Dyspepsia + anemia = upper GI bleed until proven otherwise – but penicious anemia or gastritis with parietal cell depletion and intrinsic factor deficiency leading to VitB12 is in the DDX.
Depression is also common – but can be a feature of anemia, or even B12 deficiency.
When she has her op she may have got nitrous oxide as part of her anesthetic – which could exacerbate B12 deficiency – and was probably fasted +/- eating a low B12 diet (meat, eggs, milk)
Neurological symptoms (including paraestheiae) are the other component of the triad for B12 deficiency.
EYD IV”
If you want to see more on Subacute Combined cord degeneration – check out this link(Neurology, Neurosurgery and Psychiarty 1998) which was sent in by Minh Le Cong as part of his answer (too slow sorry Minh).
Great answers though, thanks for the input. Casey
Too clever for me. It’s been a long time since I was in theatres but isn’t nitrous oxide avoided in Lap chole’s as it can accumulates in the pneumoperitoneum and its flammable? (ie can go boom)
Hi Toby
N2O is not contraindicated for laparoscopic work, but true – it is not often used – mainly as it is vomit-inducing. It is not flammable though.

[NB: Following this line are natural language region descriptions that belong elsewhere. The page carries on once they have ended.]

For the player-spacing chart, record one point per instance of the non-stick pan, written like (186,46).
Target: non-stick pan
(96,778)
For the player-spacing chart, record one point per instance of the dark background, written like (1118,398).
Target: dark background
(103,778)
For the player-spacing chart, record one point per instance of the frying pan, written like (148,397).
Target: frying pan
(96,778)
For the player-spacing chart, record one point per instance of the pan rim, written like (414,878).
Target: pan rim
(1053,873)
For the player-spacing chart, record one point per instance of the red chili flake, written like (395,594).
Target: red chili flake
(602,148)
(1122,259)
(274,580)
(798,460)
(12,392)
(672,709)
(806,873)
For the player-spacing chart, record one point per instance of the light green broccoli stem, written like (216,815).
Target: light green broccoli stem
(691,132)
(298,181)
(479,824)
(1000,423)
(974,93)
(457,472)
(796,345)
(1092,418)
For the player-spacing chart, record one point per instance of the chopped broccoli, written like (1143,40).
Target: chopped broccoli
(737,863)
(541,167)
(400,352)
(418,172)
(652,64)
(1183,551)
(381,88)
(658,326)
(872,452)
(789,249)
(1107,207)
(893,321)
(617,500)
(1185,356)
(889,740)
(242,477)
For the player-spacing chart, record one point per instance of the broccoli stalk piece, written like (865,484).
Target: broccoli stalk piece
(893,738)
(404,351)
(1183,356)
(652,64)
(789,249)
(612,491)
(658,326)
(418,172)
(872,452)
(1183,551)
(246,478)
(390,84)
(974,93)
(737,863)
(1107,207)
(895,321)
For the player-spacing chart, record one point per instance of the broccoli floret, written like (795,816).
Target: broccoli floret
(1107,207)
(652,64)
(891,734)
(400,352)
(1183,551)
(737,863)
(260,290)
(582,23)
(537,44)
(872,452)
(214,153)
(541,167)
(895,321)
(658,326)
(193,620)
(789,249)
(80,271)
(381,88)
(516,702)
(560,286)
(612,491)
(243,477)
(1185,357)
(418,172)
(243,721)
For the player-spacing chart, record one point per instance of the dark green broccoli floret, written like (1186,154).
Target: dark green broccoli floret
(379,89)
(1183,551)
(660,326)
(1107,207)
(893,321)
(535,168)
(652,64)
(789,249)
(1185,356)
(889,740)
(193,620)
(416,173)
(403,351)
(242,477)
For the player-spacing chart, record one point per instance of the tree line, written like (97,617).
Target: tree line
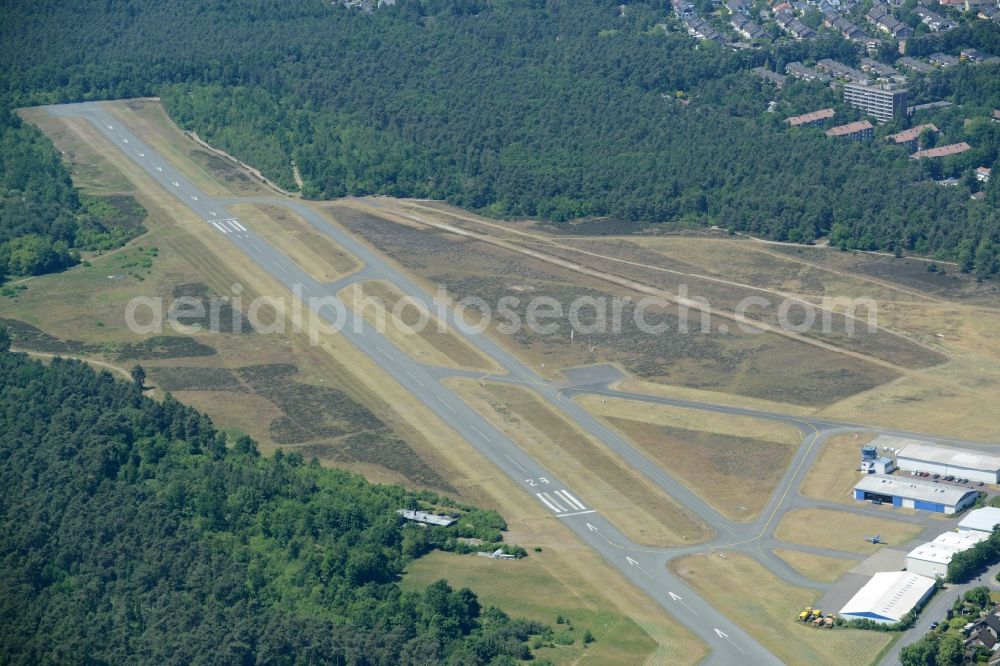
(133,533)
(44,220)
(559,110)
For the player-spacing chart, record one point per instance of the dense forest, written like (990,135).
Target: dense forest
(44,220)
(558,109)
(132,534)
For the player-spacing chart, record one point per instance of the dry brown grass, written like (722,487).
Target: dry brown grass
(767,607)
(817,567)
(835,471)
(840,530)
(642,511)
(734,463)
(311,250)
(378,300)
(63,304)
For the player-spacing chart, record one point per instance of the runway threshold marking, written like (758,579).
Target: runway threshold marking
(519,465)
(549,502)
(569,499)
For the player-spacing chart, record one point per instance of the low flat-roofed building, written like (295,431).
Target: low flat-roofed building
(857,131)
(909,493)
(931,559)
(427,518)
(980,520)
(943,151)
(814,118)
(923,456)
(888,596)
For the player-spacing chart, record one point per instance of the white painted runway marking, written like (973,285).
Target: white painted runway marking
(519,465)
(547,503)
(573,502)
(559,507)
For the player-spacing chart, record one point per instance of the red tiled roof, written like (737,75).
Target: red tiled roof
(942,151)
(822,114)
(849,128)
(912,133)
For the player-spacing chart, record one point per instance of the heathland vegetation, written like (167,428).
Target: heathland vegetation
(134,532)
(559,110)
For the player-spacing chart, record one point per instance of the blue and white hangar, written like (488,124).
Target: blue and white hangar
(908,492)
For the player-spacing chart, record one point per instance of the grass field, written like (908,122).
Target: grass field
(827,528)
(767,607)
(763,366)
(734,463)
(835,470)
(642,511)
(539,596)
(379,302)
(83,305)
(820,568)
(948,323)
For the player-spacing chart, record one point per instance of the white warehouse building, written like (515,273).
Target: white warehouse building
(910,493)
(915,455)
(932,558)
(888,596)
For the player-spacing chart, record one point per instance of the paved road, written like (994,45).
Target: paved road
(645,567)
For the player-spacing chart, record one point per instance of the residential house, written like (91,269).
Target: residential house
(858,131)
(877,68)
(943,60)
(941,151)
(934,21)
(814,118)
(800,71)
(911,137)
(915,65)
(768,75)
(841,71)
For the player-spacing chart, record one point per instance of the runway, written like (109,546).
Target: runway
(645,567)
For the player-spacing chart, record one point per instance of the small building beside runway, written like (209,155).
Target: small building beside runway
(909,493)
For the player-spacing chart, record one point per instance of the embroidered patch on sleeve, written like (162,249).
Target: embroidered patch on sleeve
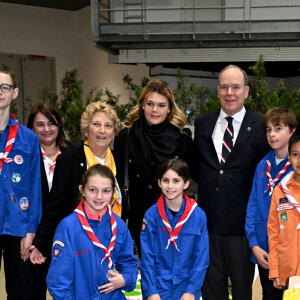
(56,252)
(283,200)
(60,243)
(144,225)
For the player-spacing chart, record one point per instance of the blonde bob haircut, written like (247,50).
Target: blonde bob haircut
(175,117)
(98,107)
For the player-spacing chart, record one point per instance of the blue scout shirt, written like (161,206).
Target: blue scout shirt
(20,184)
(260,201)
(168,272)
(76,271)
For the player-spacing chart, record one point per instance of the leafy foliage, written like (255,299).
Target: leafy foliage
(190,97)
(261,98)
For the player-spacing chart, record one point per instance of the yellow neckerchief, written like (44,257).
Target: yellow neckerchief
(109,161)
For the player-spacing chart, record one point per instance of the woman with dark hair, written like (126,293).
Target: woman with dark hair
(99,124)
(46,122)
(155,134)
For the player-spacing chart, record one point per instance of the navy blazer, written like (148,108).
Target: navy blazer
(62,199)
(223,192)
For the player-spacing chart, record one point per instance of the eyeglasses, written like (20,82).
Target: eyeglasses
(225,88)
(5,88)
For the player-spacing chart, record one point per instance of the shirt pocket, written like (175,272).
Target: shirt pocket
(118,243)
(18,170)
(189,235)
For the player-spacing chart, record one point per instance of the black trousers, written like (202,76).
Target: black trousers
(268,290)
(36,280)
(14,267)
(228,256)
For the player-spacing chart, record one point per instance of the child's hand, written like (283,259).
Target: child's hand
(261,256)
(116,282)
(187,296)
(25,245)
(276,283)
(154,297)
(36,257)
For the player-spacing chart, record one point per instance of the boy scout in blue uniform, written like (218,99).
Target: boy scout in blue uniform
(20,190)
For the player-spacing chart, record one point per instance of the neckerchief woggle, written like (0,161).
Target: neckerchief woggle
(110,163)
(190,205)
(293,203)
(271,181)
(86,226)
(12,134)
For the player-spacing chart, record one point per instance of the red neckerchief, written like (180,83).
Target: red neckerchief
(289,195)
(86,226)
(271,181)
(12,134)
(52,165)
(91,216)
(190,205)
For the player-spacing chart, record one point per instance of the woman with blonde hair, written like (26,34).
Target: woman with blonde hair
(99,125)
(155,134)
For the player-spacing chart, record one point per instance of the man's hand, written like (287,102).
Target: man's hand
(276,283)
(26,243)
(187,296)
(261,256)
(116,282)
(36,257)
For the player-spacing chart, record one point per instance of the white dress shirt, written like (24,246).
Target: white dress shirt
(221,126)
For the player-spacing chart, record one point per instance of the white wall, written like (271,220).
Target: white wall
(67,37)
(93,62)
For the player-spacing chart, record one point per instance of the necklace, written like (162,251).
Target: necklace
(50,155)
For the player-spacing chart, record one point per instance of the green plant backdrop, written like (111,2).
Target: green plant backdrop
(194,100)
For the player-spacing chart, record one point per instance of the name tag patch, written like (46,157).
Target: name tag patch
(283,200)
(283,216)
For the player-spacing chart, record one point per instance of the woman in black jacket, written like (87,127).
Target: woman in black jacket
(154,135)
(46,122)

It is avoided in surgery with entrapped air spaces or where small air flow can be problematic – especially ENT ear surgery
Casey
I had a vague memory of a paper by some french guys who did laprascopic surgery of pigs, introduced Nitrous oxide into the breathing cirucuit and they exploded. (mmm, bacon) But as is so often the case I was wrong. What they actually found was that during prolonged laparoscopy, nitorous oxide can diffuse into the peritoneum and mix with carbon dioxide reaching levels of 29% or above which they state “may be sufficient to support combustion” with sparking from the cautery device.
As much as I like pigs, I prefer my version.

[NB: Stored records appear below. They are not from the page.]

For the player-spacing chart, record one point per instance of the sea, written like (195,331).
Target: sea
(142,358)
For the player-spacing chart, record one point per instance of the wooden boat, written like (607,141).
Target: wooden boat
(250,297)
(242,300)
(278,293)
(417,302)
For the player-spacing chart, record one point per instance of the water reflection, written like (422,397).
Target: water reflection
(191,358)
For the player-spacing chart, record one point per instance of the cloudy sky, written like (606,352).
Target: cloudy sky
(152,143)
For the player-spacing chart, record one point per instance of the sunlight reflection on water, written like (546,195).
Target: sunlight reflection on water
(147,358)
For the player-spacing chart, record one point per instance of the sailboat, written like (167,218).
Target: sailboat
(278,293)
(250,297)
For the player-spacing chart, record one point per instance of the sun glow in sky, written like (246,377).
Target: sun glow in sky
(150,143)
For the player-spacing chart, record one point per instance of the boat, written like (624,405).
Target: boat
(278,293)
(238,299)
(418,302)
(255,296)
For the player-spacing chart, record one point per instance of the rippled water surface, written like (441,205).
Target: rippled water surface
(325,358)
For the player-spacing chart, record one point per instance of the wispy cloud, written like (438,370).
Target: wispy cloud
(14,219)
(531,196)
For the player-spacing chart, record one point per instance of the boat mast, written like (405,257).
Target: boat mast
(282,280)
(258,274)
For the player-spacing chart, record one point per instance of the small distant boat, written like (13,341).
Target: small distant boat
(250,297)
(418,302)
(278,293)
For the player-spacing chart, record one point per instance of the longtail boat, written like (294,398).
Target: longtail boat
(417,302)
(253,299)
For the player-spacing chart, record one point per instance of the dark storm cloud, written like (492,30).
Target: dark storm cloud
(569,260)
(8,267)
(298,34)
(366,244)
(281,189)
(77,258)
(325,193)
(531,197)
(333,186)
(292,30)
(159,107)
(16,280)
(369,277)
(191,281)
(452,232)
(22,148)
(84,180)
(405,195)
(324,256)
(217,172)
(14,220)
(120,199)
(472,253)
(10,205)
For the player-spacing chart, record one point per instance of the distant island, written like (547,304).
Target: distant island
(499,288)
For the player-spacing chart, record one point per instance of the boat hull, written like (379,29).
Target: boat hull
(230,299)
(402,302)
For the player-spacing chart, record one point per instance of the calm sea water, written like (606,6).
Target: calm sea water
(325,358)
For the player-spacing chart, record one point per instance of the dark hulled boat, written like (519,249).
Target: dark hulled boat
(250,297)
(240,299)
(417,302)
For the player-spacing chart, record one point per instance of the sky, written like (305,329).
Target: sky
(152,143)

Nitrous Oxide Fraction in the Carbon Dioxide Pneumoperitoneum During Laparoscopy Under General Inhaled Anesthesia in Pigs
are you, Tim, Jonathan or anyone still using nitrous during GAs?
Wow that is slick.
Minh asks re: nitrous oxide
Yeah, I’ll admit to a guilty little secret – I like nitrous oxide! Great for kids, dental, labour. And I will do a few simple cases on it.

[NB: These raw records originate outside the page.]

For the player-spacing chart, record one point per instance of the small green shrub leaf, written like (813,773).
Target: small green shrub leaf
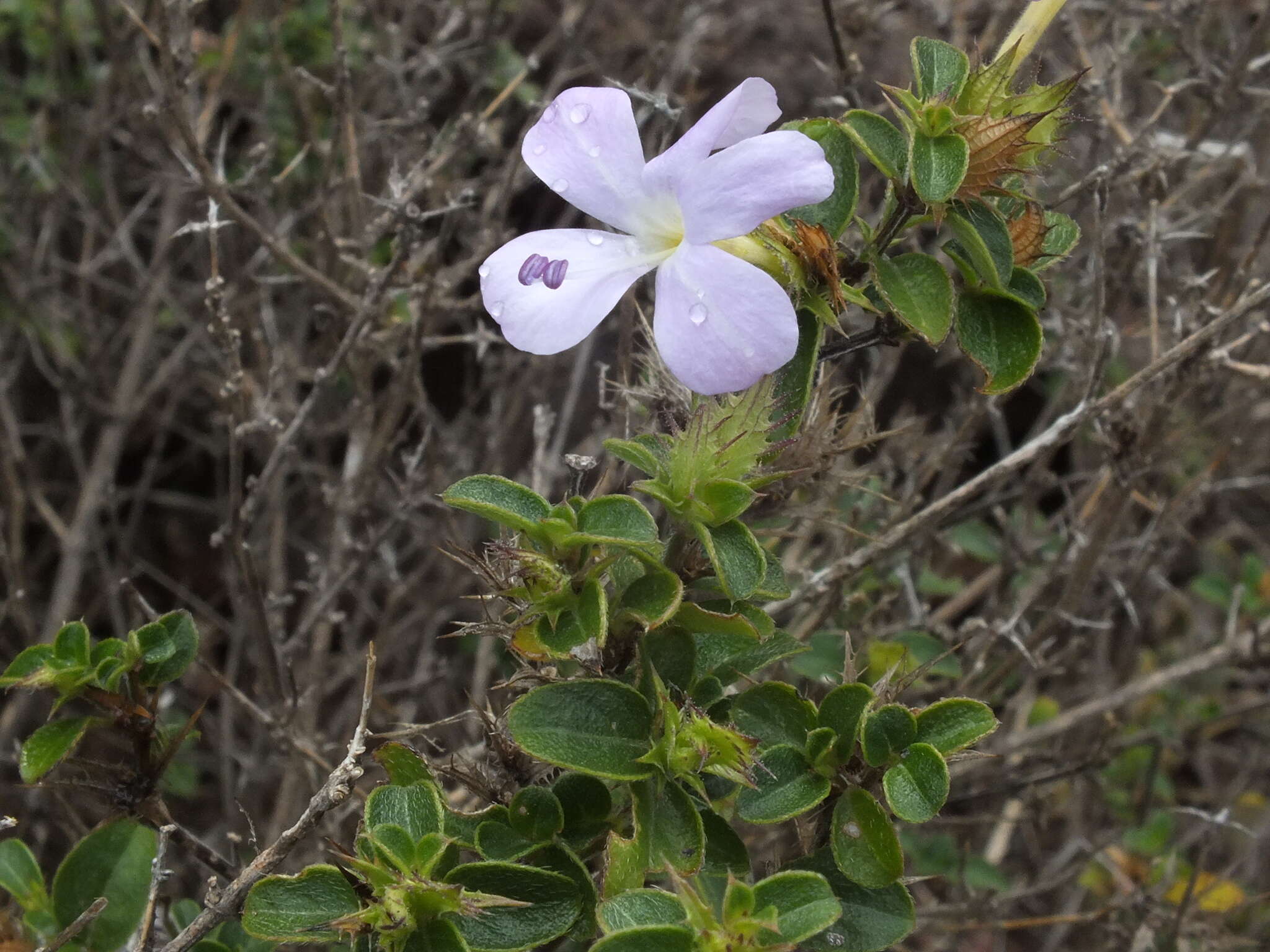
(784,786)
(842,710)
(20,875)
(918,785)
(985,239)
(169,645)
(804,906)
(553,906)
(296,908)
(500,500)
(639,908)
(940,69)
(918,293)
(775,714)
(648,938)
(601,728)
(1002,335)
(403,764)
(112,861)
(954,724)
(939,165)
(536,814)
(653,598)
(737,558)
(873,920)
(835,213)
(48,744)
(676,834)
(881,141)
(865,845)
(29,662)
(415,809)
(886,733)
(618,521)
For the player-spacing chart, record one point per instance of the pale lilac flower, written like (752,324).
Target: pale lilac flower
(721,323)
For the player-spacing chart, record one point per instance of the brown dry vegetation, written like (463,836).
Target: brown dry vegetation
(242,350)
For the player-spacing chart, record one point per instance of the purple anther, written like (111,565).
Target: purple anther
(533,270)
(554,273)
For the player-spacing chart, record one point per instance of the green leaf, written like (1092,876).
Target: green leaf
(918,785)
(871,919)
(112,861)
(737,558)
(497,840)
(27,663)
(726,851)
(500,500)
(986,240)
(954,724)
(48,744)
(791,390)
(726,499)
(653,598)
(403,764)
(842,710)
(536,814)
(886,733)
(1028,288)
(775,714)
(1001,335)
(644,907)
(634,454)
(593,610)
(940,69)
(836,211)
(784,787)
(415,809)
(618,521)
(73,645)
(586,804)
(865,845)
(169,645)
(676,837)
(20,875)
(601,728)
(648,938)
(804,906)
(553,901)
(461,828)
(296,908)
(881,141)
(432,936)
(673,655)
(778,645)
(918,291)
(939,165)
(1062,235)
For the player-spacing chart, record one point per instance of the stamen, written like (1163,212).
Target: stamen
(554,273)
(533,270)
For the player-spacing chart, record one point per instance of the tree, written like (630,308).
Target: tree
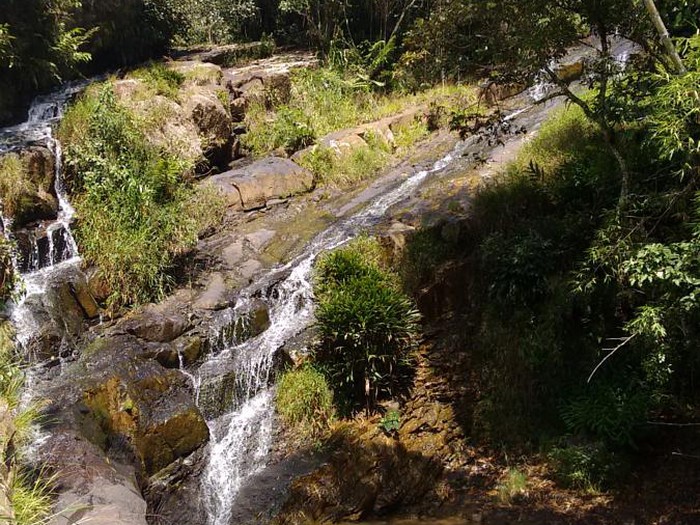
(534,33)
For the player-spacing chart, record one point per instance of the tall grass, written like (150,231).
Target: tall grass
(138,211)
(305,401)
(368,327)
(323,101)
(29,493)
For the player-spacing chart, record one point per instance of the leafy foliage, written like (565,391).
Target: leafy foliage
(305,400)
(137,212)
(588,466)
(368,327)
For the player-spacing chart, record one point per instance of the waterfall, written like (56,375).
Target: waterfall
(242,438)
(49,248)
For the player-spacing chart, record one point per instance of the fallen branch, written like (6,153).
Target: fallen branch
(612,352)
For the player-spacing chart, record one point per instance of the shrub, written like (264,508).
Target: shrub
(290,129)
(512,487)
(137,212)
(161,79)
(368,327)
(8,278)
(304,400)
(15,187)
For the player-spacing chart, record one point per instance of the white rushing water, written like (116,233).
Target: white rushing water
(48,248)
(242,438)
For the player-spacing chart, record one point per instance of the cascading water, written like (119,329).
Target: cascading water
(47,248)
(242,438)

ENIGMA had some methodological flaws (not least different FiO2s between groups). If I recall, the main outcome measure was duration of hospital stay – and no difference between N2O and non-N2O.
I await ENIGMA II with interest.
But I am a medical dinosaur.
I agree Tim. Nitrous is great for procedures in the ED. Last night I lost count of the number of plasters I put on kids using nitrous !
My question is more about whether rural GPAs are still using nitrous in theatre for GAs…since ENIGMA.